O que pode então dar um tema a este volume de três centenas de páginas? Esta compilação de textos curtos pode justificar-se por serem vestígios da segunda vida de Tolstoi: são, de um ponto de vista unívoco, textos de renúncia. Isto acresce ao facto de se tratar da primeira tradução portuguesa dos mesmos, para que assim se considere espantosamente justificada esta edição, em particular atendendo à poética libertária, de resistência activa, muito significativa para aquela reclusão, e luminosa para este confinamento dos dias de hoje. De forma semelhante, os limites à liberdade são provocados por lutas sociais, e, por todas, a própria sobrevivência.
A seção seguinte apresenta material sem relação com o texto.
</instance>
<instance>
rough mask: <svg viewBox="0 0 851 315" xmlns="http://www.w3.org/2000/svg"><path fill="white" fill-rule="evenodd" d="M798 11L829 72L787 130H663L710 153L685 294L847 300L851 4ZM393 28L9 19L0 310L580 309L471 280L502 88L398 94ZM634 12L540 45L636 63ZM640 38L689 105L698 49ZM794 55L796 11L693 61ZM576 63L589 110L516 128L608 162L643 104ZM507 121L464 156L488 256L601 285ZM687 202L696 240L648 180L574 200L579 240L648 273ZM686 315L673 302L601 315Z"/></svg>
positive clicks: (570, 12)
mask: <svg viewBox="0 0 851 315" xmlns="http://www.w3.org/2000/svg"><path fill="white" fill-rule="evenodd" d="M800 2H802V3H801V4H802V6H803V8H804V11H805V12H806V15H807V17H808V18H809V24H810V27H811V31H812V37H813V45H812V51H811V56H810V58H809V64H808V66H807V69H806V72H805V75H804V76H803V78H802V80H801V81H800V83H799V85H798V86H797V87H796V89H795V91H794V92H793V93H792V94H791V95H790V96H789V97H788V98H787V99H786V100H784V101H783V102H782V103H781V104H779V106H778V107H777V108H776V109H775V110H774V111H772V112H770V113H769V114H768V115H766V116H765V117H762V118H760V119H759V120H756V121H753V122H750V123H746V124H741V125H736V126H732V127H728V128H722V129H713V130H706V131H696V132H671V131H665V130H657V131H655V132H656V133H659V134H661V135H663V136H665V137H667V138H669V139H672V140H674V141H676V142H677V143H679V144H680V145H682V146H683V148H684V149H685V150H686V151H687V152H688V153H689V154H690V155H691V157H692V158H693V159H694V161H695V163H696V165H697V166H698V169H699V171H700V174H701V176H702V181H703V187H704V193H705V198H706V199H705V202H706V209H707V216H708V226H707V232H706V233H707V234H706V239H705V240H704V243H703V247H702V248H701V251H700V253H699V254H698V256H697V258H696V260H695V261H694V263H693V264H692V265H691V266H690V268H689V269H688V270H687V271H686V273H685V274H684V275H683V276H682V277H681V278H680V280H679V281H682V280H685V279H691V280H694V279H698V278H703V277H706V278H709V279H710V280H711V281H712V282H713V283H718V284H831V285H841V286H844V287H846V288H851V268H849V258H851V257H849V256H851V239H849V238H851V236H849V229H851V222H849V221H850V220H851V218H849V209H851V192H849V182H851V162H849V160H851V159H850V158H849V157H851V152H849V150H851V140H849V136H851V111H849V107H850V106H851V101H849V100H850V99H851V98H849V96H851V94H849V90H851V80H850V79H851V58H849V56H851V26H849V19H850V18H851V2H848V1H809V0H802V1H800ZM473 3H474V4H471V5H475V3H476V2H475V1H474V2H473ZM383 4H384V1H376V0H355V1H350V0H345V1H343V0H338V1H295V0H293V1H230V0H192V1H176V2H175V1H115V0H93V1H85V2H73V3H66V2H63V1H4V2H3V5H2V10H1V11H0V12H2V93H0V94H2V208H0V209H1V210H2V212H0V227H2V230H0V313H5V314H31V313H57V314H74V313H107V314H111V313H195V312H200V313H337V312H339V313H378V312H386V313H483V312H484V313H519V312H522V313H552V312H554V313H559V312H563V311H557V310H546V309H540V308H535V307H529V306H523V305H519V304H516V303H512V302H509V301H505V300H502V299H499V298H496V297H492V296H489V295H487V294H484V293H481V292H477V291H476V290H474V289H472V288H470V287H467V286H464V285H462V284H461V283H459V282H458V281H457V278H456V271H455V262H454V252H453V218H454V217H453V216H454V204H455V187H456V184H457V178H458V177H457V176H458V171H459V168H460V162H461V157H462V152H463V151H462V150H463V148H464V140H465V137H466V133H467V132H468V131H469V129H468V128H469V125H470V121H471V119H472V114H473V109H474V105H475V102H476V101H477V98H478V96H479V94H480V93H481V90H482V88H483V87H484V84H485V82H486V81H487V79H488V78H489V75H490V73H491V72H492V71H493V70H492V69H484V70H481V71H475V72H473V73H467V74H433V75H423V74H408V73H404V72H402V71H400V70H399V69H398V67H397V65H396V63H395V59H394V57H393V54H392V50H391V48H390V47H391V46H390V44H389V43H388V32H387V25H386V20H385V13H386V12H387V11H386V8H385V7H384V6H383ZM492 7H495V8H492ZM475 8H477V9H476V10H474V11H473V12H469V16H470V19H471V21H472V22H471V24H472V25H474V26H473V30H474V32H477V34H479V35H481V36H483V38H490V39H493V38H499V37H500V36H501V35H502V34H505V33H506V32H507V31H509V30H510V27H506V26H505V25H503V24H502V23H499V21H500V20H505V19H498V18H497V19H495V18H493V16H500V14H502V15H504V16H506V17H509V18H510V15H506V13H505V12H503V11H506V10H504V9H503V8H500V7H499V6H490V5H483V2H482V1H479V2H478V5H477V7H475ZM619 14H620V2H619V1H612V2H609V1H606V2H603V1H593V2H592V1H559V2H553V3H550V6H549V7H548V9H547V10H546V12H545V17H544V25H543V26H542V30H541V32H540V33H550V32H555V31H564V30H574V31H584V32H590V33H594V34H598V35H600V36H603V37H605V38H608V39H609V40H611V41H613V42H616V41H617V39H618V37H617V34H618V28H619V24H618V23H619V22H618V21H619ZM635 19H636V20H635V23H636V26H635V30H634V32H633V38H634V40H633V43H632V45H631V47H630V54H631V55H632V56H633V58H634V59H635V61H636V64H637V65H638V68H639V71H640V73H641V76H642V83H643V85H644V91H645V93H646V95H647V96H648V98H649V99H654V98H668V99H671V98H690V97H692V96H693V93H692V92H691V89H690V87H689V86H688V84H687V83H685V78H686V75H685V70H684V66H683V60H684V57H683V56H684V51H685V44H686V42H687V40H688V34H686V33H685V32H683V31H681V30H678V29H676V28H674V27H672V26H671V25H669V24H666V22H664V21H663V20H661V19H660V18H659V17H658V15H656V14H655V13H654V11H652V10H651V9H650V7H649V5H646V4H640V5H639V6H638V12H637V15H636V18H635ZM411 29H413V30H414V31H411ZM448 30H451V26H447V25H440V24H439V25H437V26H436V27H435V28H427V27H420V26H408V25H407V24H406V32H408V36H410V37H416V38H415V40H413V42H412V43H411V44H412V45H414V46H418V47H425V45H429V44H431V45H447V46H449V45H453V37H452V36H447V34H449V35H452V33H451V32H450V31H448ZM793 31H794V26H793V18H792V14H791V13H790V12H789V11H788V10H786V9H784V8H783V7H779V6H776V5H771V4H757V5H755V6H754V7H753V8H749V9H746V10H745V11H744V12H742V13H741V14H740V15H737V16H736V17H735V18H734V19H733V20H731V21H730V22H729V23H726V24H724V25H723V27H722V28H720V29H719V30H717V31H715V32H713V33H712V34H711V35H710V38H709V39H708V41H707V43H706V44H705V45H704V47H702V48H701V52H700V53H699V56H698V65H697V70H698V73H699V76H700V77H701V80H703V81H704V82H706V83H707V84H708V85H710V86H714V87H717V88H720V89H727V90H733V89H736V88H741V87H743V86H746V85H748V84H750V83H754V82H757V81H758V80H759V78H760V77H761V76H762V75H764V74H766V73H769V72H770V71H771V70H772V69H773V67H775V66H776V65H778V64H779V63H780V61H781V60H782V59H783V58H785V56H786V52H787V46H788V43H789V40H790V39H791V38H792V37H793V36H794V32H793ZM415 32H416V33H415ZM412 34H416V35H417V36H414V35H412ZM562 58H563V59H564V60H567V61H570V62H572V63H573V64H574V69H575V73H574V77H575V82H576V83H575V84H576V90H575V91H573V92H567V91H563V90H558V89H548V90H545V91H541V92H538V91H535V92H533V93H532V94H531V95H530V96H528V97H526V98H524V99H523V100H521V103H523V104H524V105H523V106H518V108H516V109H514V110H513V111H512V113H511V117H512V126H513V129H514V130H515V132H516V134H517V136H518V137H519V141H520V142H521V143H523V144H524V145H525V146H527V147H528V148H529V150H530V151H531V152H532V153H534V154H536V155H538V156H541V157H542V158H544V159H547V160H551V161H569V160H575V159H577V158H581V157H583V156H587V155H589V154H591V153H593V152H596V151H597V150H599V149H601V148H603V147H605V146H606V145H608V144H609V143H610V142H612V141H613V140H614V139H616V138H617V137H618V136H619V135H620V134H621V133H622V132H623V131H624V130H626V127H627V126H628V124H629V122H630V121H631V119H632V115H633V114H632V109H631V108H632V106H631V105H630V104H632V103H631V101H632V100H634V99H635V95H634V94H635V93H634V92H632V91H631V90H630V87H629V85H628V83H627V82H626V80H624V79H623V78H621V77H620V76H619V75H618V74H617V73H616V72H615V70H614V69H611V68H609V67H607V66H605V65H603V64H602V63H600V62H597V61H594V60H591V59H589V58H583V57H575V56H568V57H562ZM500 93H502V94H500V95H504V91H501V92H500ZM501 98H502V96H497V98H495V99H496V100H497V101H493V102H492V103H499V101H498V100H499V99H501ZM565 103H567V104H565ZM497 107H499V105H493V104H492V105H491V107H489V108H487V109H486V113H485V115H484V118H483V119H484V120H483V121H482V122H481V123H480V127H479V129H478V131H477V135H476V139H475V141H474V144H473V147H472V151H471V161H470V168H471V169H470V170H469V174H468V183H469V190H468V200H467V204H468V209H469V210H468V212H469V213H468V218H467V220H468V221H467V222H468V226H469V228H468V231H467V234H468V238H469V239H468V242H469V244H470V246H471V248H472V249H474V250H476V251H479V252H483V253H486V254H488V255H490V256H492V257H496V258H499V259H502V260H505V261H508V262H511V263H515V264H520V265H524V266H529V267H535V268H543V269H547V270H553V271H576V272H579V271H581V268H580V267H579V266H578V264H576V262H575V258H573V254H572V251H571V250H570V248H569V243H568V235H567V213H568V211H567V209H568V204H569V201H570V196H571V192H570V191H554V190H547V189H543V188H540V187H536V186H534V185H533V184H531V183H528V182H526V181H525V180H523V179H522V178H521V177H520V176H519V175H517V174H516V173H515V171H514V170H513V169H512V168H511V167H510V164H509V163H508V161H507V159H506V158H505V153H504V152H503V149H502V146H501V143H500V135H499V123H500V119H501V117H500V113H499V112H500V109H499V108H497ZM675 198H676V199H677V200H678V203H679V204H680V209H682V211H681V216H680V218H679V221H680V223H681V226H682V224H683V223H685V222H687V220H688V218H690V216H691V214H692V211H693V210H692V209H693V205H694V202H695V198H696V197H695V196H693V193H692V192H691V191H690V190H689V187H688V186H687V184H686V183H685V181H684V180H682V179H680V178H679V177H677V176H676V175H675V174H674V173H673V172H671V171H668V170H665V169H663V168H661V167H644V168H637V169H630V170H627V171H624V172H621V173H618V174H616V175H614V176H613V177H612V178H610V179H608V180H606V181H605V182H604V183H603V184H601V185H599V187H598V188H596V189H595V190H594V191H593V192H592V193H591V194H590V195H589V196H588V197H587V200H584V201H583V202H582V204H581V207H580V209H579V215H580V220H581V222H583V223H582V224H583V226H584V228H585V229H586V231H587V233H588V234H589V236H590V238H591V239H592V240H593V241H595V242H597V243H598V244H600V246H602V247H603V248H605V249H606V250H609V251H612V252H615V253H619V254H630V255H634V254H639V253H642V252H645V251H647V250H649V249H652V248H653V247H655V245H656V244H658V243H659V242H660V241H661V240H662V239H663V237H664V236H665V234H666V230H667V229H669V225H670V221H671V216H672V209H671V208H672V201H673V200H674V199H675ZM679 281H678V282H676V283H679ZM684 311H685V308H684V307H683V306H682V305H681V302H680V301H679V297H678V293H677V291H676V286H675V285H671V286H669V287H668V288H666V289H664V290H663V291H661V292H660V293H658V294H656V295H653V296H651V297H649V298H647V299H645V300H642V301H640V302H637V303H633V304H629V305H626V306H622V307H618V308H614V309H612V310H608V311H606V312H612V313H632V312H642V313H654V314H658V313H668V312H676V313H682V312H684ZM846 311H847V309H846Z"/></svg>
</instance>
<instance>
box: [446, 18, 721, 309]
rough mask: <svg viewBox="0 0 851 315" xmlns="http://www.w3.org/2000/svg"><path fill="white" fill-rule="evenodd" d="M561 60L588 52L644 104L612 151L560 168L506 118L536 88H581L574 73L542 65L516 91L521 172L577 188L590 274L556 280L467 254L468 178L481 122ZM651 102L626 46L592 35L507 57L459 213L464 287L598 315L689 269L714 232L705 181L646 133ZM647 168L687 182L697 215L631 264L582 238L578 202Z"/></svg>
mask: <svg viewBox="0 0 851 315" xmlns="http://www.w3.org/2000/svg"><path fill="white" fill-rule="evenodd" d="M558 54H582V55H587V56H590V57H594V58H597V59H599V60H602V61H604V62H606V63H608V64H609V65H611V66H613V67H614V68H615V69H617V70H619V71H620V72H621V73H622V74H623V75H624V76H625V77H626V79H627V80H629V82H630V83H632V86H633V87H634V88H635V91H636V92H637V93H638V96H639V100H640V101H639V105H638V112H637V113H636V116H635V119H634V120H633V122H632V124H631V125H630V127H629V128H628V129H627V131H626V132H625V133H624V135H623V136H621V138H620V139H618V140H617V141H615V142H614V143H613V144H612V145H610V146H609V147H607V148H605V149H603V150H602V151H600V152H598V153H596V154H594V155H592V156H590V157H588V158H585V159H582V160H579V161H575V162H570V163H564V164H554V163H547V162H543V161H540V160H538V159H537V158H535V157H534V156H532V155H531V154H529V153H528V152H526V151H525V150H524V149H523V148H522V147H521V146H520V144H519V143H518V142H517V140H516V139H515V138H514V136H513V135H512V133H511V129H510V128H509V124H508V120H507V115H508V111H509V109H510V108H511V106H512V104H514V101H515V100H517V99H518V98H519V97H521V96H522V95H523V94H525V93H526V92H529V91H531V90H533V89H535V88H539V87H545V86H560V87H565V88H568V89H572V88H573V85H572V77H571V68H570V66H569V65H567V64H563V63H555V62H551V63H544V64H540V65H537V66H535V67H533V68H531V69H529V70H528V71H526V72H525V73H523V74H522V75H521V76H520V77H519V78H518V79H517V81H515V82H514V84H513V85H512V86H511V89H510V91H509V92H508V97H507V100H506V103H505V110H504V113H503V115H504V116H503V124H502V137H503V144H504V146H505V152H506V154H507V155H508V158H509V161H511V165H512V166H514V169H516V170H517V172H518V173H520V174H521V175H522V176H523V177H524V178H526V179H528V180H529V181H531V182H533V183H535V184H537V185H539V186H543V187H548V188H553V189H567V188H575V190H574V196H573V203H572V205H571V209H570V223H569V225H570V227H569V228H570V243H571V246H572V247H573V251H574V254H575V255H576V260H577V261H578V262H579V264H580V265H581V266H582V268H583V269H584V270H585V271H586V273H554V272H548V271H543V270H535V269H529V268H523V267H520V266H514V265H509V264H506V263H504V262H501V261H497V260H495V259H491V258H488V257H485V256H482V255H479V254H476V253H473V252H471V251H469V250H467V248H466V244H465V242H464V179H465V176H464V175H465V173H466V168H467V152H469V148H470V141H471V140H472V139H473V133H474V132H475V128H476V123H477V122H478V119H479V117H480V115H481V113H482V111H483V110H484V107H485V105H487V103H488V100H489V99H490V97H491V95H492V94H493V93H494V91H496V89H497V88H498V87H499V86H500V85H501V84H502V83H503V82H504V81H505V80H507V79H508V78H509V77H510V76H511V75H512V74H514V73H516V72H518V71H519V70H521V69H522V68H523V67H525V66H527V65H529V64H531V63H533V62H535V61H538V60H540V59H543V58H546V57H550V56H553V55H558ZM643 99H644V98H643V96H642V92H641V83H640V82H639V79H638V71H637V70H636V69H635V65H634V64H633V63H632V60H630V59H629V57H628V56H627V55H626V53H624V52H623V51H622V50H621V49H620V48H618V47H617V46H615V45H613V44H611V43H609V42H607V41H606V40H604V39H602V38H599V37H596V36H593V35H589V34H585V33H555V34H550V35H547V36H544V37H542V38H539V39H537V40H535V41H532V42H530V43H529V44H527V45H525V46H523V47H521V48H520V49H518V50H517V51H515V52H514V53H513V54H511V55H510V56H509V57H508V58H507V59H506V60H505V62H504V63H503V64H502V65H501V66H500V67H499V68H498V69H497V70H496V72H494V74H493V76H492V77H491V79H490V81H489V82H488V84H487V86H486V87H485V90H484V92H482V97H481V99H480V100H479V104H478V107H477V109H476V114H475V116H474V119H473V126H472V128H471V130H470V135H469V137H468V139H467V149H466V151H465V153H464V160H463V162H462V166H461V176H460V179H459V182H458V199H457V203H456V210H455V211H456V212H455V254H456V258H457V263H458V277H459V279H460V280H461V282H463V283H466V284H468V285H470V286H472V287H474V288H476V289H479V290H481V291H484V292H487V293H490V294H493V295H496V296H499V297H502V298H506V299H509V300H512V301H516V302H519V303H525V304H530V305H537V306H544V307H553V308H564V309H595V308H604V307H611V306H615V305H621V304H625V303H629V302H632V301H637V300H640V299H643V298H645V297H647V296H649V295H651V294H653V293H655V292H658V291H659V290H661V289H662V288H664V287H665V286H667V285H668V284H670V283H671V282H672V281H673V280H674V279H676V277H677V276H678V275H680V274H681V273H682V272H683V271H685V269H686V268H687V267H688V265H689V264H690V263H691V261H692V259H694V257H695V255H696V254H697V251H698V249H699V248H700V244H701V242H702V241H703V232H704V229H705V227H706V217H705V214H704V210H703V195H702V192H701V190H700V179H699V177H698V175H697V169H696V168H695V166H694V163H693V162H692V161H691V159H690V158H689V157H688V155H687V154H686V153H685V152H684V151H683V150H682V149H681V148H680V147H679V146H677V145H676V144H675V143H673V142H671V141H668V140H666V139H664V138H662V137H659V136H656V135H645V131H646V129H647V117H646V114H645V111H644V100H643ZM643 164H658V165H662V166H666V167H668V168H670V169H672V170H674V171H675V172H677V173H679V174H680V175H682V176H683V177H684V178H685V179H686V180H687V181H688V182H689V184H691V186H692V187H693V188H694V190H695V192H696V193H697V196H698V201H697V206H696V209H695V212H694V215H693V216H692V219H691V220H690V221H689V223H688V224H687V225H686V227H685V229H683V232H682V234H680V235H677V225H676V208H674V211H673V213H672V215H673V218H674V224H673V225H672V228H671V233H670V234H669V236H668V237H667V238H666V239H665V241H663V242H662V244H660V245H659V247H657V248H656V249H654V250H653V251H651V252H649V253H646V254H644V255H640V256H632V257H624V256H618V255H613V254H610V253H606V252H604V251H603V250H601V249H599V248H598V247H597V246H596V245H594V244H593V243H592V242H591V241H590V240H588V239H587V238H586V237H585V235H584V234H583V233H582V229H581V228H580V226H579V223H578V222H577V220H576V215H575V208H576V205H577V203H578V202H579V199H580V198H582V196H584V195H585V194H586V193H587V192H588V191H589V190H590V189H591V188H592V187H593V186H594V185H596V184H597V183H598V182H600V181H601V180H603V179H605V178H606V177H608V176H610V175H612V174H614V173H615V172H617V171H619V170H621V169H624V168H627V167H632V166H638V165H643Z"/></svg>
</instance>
Estes textos políticos e religiosos, também textos de denúncia, servem a nova dimensão profética do exímio prosador: é possível que Tolstoi escreva agora para apaziguar a própria consciência. O abandono da arte em prol da emergência de um sujeito ético conhece ali a sua expressão acabada. Ilustra-o naturalmente que o livro comece com o registo confessional – a tremenda Confissão – e termine com um diário, que creio sem muito interesse. Ali se recolhe um exemplo daquela ideia geral, segundo a qual os textos finais de um escritor serão uma brecha, eivados de trivialidades por onde o leitor espiolhará o rosto demasiado humano de um mero defunto, mortal como os demais. 

Fica a nu o abandono da riqueza moral e textual: a complexidade dos retratos deu lugar a um quase abandono da forma; a auto-crítica de Tolstoi submeteu a obra a si própria, e formalizou o corte com as suas exposições demoradas e subliminares da sociedade. De forma impressiva, a noção abrangente de história subjectivou-se, e o russo, feito sujeito histórico, representa-se a si-mesmo como a Verdade

O que aqui se vai lavrando serve também para que possa sugerir que a edição mereceria talvez ser completada com um texto introdutório e uma outra maneira de arrumação dos excertos, dada a variedade de géneros que ali se encontram, entre três contos morais e uma fábula. Aliás, se é um facto que, à parte destes, se tratam de textos de não-ficção, talvez não se possa afirmar que existem ali frutos de excelência, como os houvera na primeira existência do russo. Isto ressalta evidentemente do caracter polémico e situado destes trechos. 

Deste ponto de vista, a retoma do fio biográfico-documental no último século, desde logo por alguns realistas norte-americanos, parece ser mais um prolongamento das primeiras guerras do que destas segundas batalhas. Se parece, lidos os estados de alma, que a juventude lhe tardou, a inspecção dos seus trabalhos não o revela: na primeira parte da vida, inovou; na segunda parte, conservou. Isto talvez se verifique, de resto, ao nível das influências; mas já não nas afluências. Seja como for, e sem embargo de outras apreciações, o testemunho (e o que há de poético nele) valerá seguramente a releitura!